I've got a good PR guy "up there" who must have made up this flyer to lure the girls here:
Picture a rainy day, you can gently rock in your bouncy seat or be held on demand at any time. A woman with red-rimmed eyes will tend to your every need, and when she doesn't a man with red rimmed eyes is there for backup.
*High-end nursery suite with ample noise makers and swaddling blankets to make you feel warm and cozy, very wombescent.
*Free, live entertainment. Besides the nightly shows available, you will simply need to look at the woman, who seconds as a court jest, with your doe eyes and she will make all attempts to entertain. Singing, dancing, tickling, crazy baby talk- it won't stop till you stop smiling.
*Heated indoor sink baths, at least 2x weekly
*Meals include: continental breakfast, brunch, lunch, afternoon snack, dinner, late supper, and a midnight snack. All meals include fresh, warm milk for two.

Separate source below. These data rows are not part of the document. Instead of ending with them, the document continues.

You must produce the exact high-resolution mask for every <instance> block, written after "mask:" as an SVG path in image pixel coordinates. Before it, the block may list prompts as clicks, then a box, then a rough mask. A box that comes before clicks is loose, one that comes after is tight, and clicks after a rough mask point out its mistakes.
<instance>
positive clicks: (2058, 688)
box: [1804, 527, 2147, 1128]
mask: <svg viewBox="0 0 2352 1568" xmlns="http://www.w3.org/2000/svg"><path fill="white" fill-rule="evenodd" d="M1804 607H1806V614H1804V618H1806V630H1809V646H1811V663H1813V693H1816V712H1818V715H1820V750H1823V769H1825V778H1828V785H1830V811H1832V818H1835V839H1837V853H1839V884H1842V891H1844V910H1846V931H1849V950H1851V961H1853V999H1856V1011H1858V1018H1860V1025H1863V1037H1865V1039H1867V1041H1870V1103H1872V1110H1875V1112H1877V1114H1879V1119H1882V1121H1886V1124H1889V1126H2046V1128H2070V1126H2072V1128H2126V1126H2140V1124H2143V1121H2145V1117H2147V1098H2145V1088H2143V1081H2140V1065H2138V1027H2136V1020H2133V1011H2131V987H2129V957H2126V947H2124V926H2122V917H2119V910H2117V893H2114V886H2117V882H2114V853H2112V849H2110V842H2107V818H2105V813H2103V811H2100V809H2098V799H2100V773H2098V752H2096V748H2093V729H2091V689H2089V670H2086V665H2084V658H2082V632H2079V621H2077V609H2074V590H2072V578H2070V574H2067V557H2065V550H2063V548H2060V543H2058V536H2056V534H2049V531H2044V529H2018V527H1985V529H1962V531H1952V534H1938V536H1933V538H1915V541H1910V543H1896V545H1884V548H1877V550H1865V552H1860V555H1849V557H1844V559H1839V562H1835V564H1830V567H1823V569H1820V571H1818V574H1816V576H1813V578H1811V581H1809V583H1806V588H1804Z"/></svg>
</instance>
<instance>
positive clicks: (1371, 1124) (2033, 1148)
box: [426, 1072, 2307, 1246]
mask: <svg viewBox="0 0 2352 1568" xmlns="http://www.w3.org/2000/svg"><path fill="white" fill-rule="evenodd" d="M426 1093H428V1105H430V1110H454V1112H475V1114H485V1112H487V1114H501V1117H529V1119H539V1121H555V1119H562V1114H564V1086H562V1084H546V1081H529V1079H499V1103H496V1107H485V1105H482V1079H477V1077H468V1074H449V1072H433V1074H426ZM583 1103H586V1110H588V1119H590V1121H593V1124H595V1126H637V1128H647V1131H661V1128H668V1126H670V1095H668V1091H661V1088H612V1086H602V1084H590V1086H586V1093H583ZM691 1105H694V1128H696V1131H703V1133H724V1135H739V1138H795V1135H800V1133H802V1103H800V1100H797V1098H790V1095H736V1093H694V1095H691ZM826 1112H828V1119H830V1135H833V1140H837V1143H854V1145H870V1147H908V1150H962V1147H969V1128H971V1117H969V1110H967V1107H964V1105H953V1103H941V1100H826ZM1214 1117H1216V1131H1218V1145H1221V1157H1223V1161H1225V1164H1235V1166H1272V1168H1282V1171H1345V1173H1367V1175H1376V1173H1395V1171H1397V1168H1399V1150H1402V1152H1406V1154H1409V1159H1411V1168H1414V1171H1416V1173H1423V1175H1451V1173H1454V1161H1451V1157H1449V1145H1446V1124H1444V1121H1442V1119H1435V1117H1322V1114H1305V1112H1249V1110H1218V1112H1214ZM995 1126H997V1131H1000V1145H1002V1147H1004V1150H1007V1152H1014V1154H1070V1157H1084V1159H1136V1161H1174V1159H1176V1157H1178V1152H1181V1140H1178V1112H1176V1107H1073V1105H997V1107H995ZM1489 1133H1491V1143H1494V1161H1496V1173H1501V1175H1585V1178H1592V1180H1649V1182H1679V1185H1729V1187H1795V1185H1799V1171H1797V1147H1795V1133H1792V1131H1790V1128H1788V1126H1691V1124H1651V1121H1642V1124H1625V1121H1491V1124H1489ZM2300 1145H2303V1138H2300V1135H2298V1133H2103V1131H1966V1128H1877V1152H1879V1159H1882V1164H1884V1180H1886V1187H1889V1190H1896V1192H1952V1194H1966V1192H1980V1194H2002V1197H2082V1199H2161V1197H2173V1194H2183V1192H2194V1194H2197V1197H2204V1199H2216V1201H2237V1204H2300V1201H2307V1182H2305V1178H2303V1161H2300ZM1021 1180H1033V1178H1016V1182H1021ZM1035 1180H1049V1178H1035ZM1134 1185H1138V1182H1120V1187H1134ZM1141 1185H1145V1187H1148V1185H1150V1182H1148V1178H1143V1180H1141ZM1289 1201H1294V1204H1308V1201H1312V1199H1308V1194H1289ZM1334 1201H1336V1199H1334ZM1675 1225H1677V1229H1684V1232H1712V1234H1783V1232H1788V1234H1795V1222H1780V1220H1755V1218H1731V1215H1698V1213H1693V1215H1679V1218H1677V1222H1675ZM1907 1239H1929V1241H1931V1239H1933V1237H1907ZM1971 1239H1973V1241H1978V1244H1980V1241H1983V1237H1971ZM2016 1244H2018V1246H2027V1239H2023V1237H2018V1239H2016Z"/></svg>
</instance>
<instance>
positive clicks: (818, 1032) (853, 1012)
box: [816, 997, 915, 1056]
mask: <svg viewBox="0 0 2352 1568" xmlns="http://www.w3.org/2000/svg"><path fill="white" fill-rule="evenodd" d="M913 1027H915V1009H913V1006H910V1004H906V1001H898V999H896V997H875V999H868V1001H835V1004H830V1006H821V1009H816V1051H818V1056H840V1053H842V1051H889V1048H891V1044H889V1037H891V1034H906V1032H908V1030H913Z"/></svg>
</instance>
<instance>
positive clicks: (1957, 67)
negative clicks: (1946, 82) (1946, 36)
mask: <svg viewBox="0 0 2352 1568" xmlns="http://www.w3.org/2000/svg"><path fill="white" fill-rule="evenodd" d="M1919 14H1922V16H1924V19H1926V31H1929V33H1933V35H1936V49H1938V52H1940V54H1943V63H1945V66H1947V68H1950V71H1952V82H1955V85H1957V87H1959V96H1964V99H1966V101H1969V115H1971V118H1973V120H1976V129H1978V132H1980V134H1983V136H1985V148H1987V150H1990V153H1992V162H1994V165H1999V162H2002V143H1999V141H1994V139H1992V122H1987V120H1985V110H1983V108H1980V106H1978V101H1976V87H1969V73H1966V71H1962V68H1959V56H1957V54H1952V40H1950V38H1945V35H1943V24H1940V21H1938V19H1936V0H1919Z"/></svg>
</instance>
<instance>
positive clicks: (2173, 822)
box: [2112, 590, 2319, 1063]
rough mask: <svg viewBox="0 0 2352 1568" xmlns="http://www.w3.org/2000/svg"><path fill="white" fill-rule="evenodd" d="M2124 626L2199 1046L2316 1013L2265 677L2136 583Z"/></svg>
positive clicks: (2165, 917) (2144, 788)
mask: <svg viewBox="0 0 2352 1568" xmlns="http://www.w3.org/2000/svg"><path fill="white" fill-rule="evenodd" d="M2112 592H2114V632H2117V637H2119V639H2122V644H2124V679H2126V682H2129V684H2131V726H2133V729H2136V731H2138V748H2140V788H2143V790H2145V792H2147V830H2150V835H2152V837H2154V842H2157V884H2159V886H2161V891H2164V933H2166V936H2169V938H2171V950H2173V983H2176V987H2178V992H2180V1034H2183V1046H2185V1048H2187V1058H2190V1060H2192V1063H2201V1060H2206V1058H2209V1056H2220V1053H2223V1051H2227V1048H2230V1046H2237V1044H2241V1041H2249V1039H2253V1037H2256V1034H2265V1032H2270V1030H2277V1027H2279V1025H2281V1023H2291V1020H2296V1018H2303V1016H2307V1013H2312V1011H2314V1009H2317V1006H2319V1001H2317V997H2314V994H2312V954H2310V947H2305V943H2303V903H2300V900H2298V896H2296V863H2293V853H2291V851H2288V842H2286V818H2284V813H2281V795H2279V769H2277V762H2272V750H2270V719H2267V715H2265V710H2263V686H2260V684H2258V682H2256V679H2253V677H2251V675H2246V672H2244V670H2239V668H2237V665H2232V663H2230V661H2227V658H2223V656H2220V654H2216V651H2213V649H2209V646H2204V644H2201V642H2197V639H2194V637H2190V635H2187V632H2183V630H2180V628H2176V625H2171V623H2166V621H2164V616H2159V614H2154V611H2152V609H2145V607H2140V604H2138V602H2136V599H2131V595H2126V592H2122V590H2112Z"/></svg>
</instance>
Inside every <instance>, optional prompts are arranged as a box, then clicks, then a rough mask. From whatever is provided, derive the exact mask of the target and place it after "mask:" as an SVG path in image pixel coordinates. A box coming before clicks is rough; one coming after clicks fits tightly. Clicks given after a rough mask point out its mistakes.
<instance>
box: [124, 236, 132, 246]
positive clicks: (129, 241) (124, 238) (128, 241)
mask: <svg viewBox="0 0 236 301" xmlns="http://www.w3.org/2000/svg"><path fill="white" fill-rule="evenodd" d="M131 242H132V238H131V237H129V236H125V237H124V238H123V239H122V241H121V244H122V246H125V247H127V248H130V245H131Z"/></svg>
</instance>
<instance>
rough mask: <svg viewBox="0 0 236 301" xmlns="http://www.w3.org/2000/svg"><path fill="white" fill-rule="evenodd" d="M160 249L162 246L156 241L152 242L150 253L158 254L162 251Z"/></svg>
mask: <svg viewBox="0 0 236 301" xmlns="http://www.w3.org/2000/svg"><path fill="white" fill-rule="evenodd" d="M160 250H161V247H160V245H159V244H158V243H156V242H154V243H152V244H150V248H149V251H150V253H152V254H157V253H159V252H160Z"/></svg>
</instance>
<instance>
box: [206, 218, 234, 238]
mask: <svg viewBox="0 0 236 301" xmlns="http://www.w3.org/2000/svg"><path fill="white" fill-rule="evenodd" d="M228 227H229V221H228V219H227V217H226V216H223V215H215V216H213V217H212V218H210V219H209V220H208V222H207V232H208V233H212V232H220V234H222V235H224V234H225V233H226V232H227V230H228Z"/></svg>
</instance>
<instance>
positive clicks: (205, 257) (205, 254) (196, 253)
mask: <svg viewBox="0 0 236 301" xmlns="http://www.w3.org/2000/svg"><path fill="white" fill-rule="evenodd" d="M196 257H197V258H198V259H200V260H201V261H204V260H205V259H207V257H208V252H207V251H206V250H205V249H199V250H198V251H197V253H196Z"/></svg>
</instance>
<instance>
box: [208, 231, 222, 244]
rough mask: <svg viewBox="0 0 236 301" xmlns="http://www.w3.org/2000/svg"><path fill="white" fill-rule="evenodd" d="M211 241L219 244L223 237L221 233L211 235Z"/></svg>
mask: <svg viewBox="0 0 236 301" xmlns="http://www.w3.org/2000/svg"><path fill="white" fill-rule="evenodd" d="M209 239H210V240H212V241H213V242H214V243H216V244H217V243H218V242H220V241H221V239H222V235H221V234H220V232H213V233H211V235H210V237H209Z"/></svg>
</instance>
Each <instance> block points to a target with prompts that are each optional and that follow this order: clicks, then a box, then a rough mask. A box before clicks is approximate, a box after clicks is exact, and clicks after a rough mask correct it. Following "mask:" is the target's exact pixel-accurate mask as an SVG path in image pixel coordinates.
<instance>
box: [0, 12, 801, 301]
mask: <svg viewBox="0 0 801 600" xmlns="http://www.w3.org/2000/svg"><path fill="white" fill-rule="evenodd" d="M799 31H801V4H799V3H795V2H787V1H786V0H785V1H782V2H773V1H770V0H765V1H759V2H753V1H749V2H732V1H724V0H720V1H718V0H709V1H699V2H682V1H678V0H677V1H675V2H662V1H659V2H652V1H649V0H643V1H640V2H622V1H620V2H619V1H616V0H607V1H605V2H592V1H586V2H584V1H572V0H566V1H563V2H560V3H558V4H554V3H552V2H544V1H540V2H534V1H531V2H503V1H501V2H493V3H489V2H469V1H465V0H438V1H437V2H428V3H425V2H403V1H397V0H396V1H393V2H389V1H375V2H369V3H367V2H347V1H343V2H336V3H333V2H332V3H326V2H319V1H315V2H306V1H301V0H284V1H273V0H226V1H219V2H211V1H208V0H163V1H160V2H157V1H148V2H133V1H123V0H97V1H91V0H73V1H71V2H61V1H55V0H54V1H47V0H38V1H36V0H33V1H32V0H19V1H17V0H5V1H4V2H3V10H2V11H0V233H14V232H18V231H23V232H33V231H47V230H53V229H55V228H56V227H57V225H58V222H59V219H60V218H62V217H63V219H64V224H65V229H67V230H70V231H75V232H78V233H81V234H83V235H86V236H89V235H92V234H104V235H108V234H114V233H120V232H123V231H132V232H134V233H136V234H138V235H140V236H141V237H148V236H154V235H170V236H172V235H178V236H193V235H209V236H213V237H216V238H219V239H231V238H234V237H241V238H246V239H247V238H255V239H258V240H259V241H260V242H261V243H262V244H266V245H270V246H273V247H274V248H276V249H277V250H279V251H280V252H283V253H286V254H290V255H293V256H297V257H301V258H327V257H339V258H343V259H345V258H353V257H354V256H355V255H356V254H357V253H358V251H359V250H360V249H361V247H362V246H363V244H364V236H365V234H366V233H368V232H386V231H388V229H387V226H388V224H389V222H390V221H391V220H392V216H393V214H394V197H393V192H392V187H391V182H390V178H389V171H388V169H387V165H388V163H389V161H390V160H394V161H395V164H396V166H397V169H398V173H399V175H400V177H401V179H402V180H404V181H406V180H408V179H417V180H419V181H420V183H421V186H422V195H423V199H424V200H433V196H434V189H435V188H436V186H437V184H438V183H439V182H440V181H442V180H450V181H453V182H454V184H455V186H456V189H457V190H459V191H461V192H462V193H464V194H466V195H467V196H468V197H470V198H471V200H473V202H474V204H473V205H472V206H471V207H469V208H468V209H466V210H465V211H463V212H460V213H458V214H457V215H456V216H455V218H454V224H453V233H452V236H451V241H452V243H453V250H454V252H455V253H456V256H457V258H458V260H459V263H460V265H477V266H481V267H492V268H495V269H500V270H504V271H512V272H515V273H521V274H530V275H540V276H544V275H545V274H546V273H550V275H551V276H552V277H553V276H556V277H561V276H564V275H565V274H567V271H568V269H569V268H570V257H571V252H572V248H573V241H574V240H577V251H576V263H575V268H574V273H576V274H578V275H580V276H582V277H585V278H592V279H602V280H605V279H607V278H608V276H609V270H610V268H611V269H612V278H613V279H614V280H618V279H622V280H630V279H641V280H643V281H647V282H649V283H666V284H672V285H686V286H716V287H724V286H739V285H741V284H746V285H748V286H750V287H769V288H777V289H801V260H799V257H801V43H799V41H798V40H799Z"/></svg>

*Fast, efficient, and sanitary diaper changes made frequently throughout the day.
*Same day laundry service specializing in hydroflourescent orange stains.
*Clothing optional. Numerous adorable, coordinated outfits will be provided for the fasionista baby-on-the-go.
*Intense gym training with a personal trainer including tummy time and the popular kicks and wiggles program.
*Follow your workout with a relaxing massage, nested in cuddling arms that rub your back and pat those tired muscles.
*Several exotic day trips are available. Visit local grocers, grandmas house, and more!
All services are free and included in the package. Just show up and give us a try.
P.S. There is an eternal contract, once you join us we'll never let you go.